On November 2005, Deputy U.S. Marshals began working on the case with the Florida Department of Law Enforcement and Levy County Sheriff's Office. Sheriff's deputies said Raulerson got the name Speedy for his ability to get away from officers, often slipping into the wooded areas around Gulf Hammock, Inglis and Yankeetown - areas where he had grown up and knew how to survive. Once the marshal's service took over the case in November, they deemed it a major case and made it a top priority. The Levy County Sheriff's Investigators eventually determined that Raulerson had relocated to Interlachen, Florida, where he did yard work for cash. They began working with Putnam County Sheriff's Deputies to lure Raulerson to a place where they could arrest him.

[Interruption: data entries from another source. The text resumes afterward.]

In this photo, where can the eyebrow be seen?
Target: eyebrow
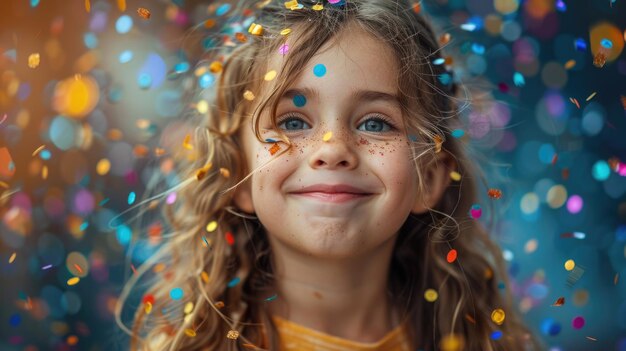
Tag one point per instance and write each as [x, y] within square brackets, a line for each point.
[359, 95]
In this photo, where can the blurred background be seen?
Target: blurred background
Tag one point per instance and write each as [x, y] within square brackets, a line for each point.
[91, 98]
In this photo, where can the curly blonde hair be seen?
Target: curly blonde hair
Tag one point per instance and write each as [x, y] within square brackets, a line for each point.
[206, 264]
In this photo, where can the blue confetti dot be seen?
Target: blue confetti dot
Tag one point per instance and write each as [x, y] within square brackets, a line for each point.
[319, 70]
[176, 293]
[233, 282]
[495, 335]
[299, 100]
[15, 320]
[458, 133]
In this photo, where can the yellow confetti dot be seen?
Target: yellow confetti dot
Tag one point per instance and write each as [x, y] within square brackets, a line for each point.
[451, 342]
[232, 334]
[431, 295]
[188, 307]
[270, 75]
[497, 316]
[456, 176]
[103, 166]
[211, 226]
[33, 60]
[205, 277]
[248, 95]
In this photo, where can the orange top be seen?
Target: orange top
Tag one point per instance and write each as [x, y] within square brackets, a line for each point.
[297, 337]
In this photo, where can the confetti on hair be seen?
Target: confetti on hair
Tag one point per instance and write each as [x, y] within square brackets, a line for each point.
[234, 282]
[497, 316]
[494, 193]
[143, 13]
[327, 136]
[33, 60]
[438, 142]
[456, 176]
[274, 149]
[451, 257]
[255, 29]
[569, 265]
[232, 334]
[431, 295]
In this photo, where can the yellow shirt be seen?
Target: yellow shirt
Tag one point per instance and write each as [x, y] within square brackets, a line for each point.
[297, 337]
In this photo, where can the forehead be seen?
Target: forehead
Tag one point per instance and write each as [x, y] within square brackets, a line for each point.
[353, 60]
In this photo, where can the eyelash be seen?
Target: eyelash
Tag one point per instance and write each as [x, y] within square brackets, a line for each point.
[376, 117]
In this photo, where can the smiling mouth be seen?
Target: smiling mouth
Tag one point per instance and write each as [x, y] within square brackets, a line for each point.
[333, 197]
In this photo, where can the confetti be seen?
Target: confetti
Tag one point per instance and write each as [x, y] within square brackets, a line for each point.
[591, 96]
[327, 136]
[559, 302]
[143, 13]
[33, 60]
[269, 76]
[494, 193]
[497, 316]
[274, 149]
[211, 226]
[451, 257]
[431, 295]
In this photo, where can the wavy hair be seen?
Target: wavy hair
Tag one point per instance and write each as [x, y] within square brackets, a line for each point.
[216, 312]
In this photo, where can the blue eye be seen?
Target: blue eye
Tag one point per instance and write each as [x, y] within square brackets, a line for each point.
[377, 123]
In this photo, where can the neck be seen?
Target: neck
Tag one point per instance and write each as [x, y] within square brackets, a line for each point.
[344, 297]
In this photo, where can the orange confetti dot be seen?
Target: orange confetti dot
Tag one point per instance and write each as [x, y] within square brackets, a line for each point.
[143, 13]
[451, 256]
[494, 193]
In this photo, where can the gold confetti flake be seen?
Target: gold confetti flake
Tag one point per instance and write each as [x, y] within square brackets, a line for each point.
[232, 334]
[327, 136]
[33, 60]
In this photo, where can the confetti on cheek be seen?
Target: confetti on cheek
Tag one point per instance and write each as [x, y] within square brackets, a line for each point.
[497, 316]
[33, 60]
[451, 257]
[327, 136]
[319, 70]
[494, 193]
[431, 295]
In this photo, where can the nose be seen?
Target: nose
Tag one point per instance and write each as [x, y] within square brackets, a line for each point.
[334, 153]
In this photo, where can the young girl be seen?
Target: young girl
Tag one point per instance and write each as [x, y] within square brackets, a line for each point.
[326, 203]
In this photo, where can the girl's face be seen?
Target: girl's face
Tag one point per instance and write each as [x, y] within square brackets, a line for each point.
[347, 90]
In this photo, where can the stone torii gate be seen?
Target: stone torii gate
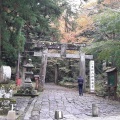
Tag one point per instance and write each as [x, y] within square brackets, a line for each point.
[63, 48]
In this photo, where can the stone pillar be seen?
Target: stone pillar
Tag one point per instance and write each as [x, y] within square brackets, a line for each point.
[94, 110]
[56, 74]
[43, 70]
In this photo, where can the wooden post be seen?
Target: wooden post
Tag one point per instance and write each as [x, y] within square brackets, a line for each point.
[43, 71]
[82, 69]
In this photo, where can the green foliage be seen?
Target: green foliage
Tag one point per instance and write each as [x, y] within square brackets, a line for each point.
[109, 51]
[20, 19]
[107, 25]
[68, 79]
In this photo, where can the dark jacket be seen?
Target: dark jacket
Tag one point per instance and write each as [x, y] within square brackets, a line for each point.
[80, 80]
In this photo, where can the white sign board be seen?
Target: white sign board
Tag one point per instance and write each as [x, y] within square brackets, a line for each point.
[92, 76]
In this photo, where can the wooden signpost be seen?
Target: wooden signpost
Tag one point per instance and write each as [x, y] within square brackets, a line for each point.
[45, 54]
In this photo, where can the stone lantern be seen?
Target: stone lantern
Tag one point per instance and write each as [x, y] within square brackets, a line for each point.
[27, 88]
[28, 74]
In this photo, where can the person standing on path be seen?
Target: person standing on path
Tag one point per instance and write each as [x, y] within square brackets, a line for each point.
[80, 85]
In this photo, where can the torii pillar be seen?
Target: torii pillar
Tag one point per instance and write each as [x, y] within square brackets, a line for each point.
[82, 69]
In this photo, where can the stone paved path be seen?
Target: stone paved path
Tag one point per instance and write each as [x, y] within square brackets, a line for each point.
[73, 106]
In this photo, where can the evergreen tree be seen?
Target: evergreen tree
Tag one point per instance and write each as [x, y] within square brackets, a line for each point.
[24, 20]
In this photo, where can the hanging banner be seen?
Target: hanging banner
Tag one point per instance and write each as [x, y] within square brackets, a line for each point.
[92, 76]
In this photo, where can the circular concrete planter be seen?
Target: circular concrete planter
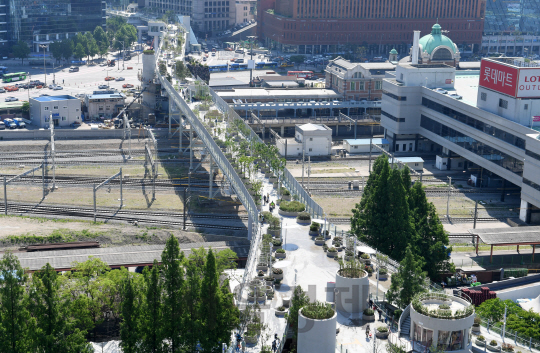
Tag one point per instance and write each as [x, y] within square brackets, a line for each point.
[321, 336]
[382, 335]
[289, 214]
[354, 293]
[493, 349]
[480, 343]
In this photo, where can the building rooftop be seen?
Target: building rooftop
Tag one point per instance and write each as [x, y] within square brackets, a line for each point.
[53, 98]
[410, 159]
[376, 141]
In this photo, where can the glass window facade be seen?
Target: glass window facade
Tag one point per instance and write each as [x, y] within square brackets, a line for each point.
[485, 151]
[475, 123]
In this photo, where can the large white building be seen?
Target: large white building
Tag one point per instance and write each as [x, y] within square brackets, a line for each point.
[309, 139]
[484, 120]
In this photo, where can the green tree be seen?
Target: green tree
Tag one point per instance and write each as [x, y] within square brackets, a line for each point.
[431, 239]
[13, 306]
[79, 51]
[298, 301]
[408, 281]
[129, 327]
[21, 50]
[51, 326]
[173, 285]
[152, 314]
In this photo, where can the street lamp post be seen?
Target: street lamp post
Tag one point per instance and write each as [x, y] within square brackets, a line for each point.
[44, 68]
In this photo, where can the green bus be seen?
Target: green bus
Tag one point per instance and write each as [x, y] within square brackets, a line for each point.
[16, 76]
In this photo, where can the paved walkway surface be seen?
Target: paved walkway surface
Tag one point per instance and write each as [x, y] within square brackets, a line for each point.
[308, 266]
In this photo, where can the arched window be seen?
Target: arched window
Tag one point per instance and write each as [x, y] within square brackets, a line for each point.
[442, 54]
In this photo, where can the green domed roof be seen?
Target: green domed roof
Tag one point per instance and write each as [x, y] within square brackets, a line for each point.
[436, 39]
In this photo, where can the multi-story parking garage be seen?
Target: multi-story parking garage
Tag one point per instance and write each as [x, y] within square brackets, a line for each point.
[485, 120]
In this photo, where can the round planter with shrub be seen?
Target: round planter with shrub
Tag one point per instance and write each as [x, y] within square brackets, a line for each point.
[303, 218]
[277, 273]
[319, 241]
[291, 208]
[382, 332]
[280, 254]
[332, 252]
[368, 315]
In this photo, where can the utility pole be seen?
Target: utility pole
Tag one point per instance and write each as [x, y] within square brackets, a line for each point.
[448, 199]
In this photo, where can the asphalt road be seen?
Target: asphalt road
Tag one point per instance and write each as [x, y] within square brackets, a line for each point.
[85, 81]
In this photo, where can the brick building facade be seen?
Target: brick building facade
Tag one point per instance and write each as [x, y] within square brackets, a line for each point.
[310, 26]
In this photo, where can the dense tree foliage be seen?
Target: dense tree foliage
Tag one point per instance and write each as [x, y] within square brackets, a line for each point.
[393, 214]
[170, 306]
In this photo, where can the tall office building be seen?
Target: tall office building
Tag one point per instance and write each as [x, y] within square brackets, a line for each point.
[312, 26]
[44, 21]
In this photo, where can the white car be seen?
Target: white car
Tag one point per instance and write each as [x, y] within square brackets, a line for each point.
[455, 96]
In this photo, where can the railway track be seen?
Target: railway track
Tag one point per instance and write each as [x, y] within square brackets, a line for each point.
[159, 218]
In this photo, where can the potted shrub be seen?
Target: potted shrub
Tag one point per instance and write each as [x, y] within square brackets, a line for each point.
[281, 311]
[276, 244]
[476, 325]
[332, 252]
[319, 241]
[277, 273]
[269, 280]
[314, 229]
[303, 218]
[480, 341]
[493, 346]
[383, 274]
[280, 254]
[365, 258]
[382, 332]
[368, 315]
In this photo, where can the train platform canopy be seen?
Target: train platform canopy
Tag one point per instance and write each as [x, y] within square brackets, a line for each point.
[127, 256]
[507, 236]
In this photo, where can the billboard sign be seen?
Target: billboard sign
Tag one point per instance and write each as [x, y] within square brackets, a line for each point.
[498, 77]
[529, 82]
[518, 82]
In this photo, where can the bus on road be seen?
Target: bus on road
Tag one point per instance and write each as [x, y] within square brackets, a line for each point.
[16, 76]
[301, 74]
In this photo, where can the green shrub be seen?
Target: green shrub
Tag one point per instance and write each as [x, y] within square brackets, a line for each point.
[292, 206]
[303, 216]
[318, 311]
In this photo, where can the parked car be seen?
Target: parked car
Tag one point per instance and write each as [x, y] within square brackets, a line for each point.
[455, 96]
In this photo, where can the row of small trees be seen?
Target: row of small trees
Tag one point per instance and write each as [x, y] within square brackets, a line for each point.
[172, 307]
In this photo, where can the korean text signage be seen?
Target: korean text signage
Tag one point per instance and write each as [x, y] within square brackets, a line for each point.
[529, 82]
[519, 82]
[498, 77]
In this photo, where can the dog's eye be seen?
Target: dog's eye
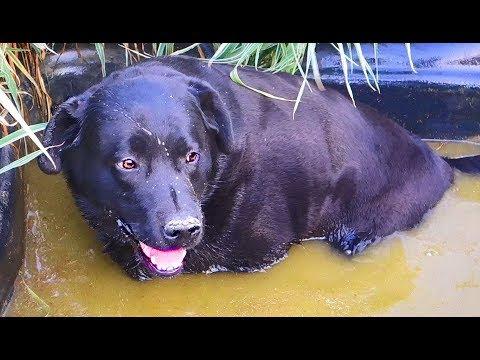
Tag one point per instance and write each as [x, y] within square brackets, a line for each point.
[192, 157]
[127, 164]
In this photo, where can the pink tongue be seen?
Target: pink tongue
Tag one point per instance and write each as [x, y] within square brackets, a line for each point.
[169, 258]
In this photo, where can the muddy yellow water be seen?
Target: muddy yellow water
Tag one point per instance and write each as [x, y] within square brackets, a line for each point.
[431, 270]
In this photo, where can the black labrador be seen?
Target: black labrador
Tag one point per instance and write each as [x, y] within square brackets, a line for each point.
[178, 168]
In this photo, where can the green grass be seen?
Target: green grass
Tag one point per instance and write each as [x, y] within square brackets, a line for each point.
[20, 62]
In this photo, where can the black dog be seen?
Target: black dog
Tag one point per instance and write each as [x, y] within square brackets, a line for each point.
[178, 168]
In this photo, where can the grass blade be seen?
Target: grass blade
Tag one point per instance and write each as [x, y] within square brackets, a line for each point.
[236, 78]
[8, 105]
[100, 47]
[343, 60]
[22, 161]
[20, 134]
[184, 50]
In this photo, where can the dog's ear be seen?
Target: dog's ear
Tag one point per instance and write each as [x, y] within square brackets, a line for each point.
[215, 115]
[61, 133]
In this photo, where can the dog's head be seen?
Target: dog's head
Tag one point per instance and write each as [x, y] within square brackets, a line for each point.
[138, 151]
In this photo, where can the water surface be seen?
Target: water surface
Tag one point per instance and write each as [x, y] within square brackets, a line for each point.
[431, 270]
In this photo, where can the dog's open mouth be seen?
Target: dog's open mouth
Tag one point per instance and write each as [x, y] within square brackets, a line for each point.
[164, 263]
[160, 262]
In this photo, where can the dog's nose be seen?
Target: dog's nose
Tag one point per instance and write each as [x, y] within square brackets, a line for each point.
[183, 229]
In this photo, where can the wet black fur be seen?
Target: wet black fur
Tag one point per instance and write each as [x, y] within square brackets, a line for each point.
[264, 181]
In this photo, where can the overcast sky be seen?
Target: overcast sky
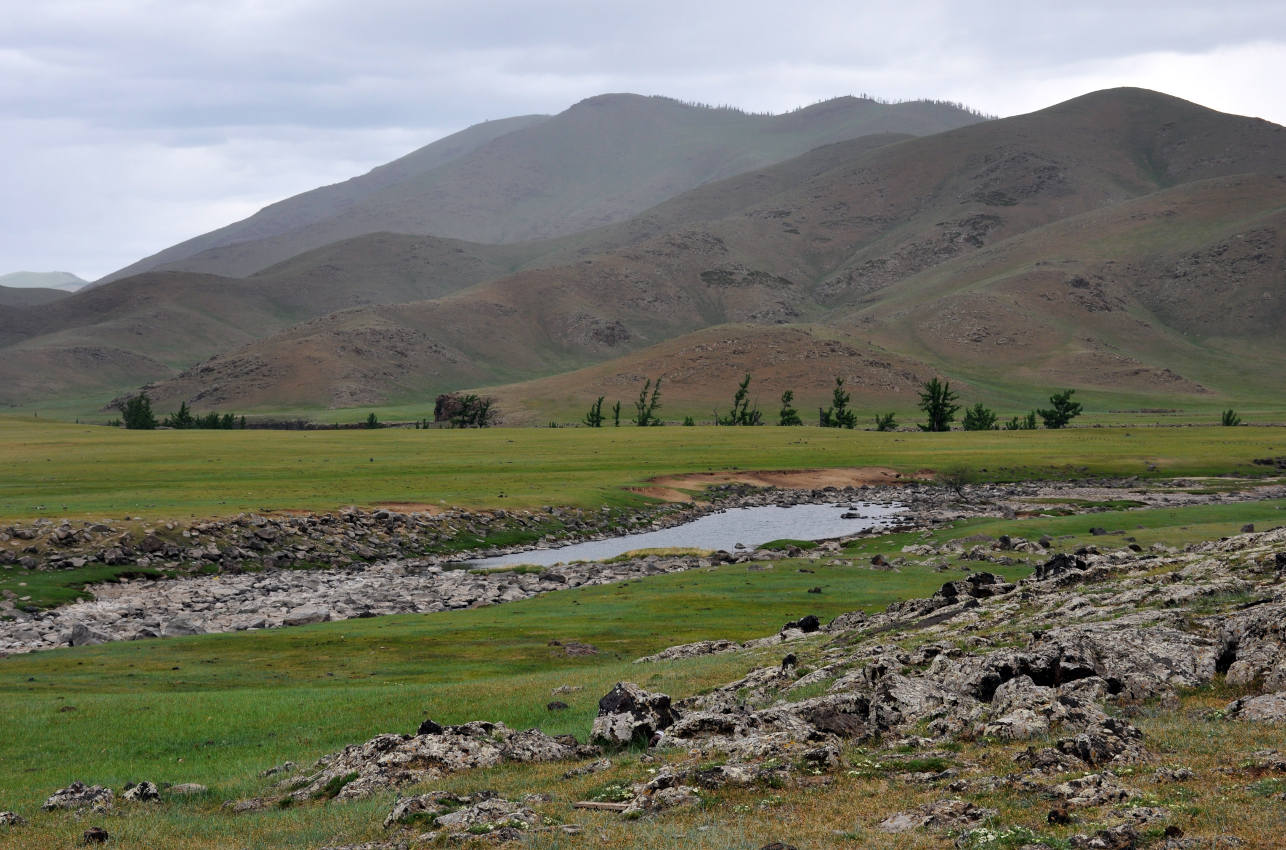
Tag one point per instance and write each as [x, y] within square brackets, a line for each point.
[130, 125]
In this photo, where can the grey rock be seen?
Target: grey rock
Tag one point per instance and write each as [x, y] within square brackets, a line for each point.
[941, 815]
[306, 615]
[630, 714]
[1268, 707]
[80, 796]
[142, 792]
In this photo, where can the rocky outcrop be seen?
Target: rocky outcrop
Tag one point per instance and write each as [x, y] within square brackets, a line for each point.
[395, 760]
[79, 796]
[629, 714]
[140, 608]
[1267, 707]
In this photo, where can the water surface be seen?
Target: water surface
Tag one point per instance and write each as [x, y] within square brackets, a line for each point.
[723, 530]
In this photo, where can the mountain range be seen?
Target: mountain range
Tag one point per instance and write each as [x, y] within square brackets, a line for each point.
[1125, 242]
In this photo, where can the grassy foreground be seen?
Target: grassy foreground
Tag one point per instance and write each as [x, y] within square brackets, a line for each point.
[219, 709]
[58, 470]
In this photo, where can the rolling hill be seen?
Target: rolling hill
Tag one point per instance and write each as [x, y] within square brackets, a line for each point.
[1078, 246]
[535, 178]
[1125, 242]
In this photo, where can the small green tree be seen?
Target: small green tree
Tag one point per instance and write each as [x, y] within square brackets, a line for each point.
[1061, 409]
[837, 415]
[647, 405]
[979, 418]
[594, 418]
[742, 414]
[1023, 423]
[788, 415]
[183, 418]
[938, 401]
[136, 413]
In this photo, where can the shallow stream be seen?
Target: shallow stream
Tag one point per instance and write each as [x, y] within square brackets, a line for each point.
[723, 530]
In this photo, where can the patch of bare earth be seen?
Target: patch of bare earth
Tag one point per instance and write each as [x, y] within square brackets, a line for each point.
[684, 488]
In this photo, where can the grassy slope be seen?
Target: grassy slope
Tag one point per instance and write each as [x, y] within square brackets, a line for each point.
[89, 471]
[217, 709]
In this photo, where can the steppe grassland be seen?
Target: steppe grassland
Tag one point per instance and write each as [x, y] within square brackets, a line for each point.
[217, 709]
[57, 470]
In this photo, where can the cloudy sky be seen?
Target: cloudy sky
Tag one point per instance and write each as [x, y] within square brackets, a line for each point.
[129, 125]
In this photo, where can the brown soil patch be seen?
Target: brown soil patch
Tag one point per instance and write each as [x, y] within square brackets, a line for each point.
[673, 488]
[410, 507]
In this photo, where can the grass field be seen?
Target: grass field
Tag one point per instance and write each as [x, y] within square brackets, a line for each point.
[219, 709]
[57, 470]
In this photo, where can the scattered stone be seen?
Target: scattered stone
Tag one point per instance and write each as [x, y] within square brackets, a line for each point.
[185, 790]
[576, 648]
[941, 815]
[629, 714]
[94, 835]
[80, 796]
[286, 767]
[142, 792]
[394, 760]
[806, 624]
[1268, 707]
[585, 769]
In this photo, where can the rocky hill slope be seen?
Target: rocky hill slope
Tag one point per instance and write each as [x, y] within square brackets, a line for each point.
[538, 176]
[1078, 244]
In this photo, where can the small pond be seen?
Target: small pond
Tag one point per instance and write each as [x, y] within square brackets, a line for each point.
[723, 530]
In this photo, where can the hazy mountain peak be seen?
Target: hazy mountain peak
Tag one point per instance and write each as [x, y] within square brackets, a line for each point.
[44, 279]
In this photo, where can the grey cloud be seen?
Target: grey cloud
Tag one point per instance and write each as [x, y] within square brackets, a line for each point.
[253, 95]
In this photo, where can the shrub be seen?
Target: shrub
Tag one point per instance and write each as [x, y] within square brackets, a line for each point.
[136, 413]
[837, 415]
[979, 418]
[594, 418]
[788, 415]
[742, 414]
[464, 410]
[1061, 409]
[1023, 423]
[647, 405]
[936, 400]
[181, 418]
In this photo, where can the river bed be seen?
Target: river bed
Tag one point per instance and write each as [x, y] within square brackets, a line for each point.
[723, 530]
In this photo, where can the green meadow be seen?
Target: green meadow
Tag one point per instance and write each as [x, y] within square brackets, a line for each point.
[219, 709]
[55, 470]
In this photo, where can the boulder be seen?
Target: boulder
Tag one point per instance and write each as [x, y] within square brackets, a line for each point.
[941, 815]
[1268, 707]
[179, 626]
[142, 792]
[394, 760]
[84, 635]
[306, 615]
[94, 835]
[629, 714]
[80, 796]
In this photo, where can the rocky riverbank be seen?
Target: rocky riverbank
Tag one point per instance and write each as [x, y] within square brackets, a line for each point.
[1047, 670]
[246, 572]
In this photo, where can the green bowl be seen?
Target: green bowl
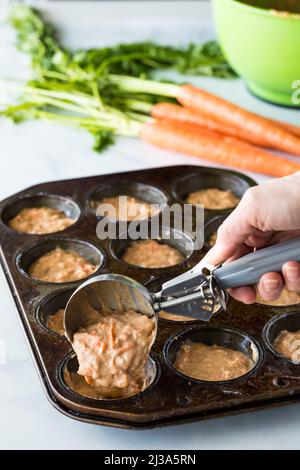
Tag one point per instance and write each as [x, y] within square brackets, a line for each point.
[263, 47]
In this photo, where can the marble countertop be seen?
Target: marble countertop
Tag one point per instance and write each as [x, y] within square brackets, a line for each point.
[35, 152]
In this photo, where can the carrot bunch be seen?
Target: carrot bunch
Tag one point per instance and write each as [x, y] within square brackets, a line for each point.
[209, 127]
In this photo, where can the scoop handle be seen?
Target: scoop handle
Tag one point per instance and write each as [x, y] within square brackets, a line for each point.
[249, 269]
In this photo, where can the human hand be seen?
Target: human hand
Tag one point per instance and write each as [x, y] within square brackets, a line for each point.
[267, 214]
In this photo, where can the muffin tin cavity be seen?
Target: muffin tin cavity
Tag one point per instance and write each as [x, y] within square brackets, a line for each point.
[140, 191]
[77, 384]
[211, 178]
[49, 306]
[211, 228]
[155, 285]
[28, 255]
[210, 336]
[60, 203]
[181, 241]
[284, 322]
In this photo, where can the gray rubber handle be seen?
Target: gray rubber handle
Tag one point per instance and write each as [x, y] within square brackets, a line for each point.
[247, 270]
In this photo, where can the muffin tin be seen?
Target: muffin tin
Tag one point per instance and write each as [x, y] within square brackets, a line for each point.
[170, 398]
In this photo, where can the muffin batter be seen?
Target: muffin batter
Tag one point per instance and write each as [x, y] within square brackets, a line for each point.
[112, 353]
[152, 254]
[40, 220]
[286, 298]
[61, 266]
[55, 322]
[214, 198]
[133, 209]
[211, 363]
[288, 345]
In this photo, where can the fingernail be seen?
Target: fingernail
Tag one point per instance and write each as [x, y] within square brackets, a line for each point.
[271, 285]
[292, 273]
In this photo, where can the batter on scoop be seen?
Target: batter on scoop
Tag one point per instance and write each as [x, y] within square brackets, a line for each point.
[113, 352]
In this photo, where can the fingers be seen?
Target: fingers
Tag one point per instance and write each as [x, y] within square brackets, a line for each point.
[270, 286]
[291, 274]
[246, 294]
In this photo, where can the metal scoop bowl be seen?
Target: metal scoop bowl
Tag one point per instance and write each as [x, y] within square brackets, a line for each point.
[198, 290]
[104, 293]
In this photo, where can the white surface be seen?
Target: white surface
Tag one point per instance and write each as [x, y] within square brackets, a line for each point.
[35, 152]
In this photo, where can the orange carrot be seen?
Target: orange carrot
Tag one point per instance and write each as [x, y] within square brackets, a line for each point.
[288, 127]
[269, 133]
[176, 112]
[193, 140]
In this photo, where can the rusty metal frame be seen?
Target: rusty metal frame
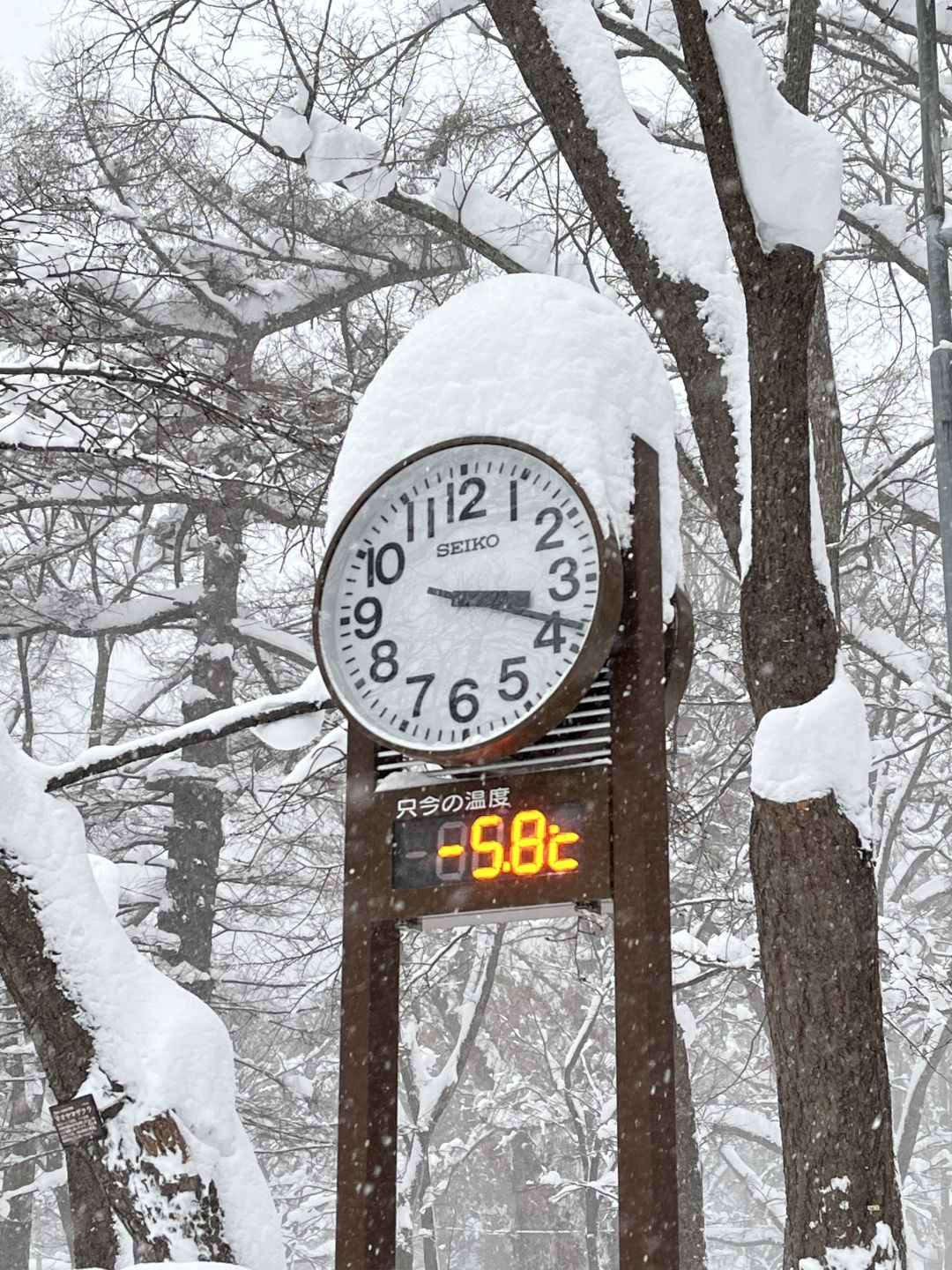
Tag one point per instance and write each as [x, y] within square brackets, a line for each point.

An undercover female officer arranged to meet Raulerson at a previously abandoned home on Thursday, allegedly to get an estimate on cleaning up the property. Raulerson was arrested with the help of a police dog. He served time in jail, until his release on December 2, 2014.

==Portrayals==
Raulerson's exploits were first aired on the television series America's Most Wanted. His crimes were also featured in an episode of Discovery Channel's I (Almost) Got Away with It, entitled "Got to Work on a Crab Boat", with him and the men who arrested him detailing his escape from the law by hiding in the thick woods and his eventual arrest.

Jeremy Renner portrayed Raulerson in an episode of the series It's Florida, Man, with the episode based around the robber's past exploits. Raulerson himself makes a cameo appearance in the show.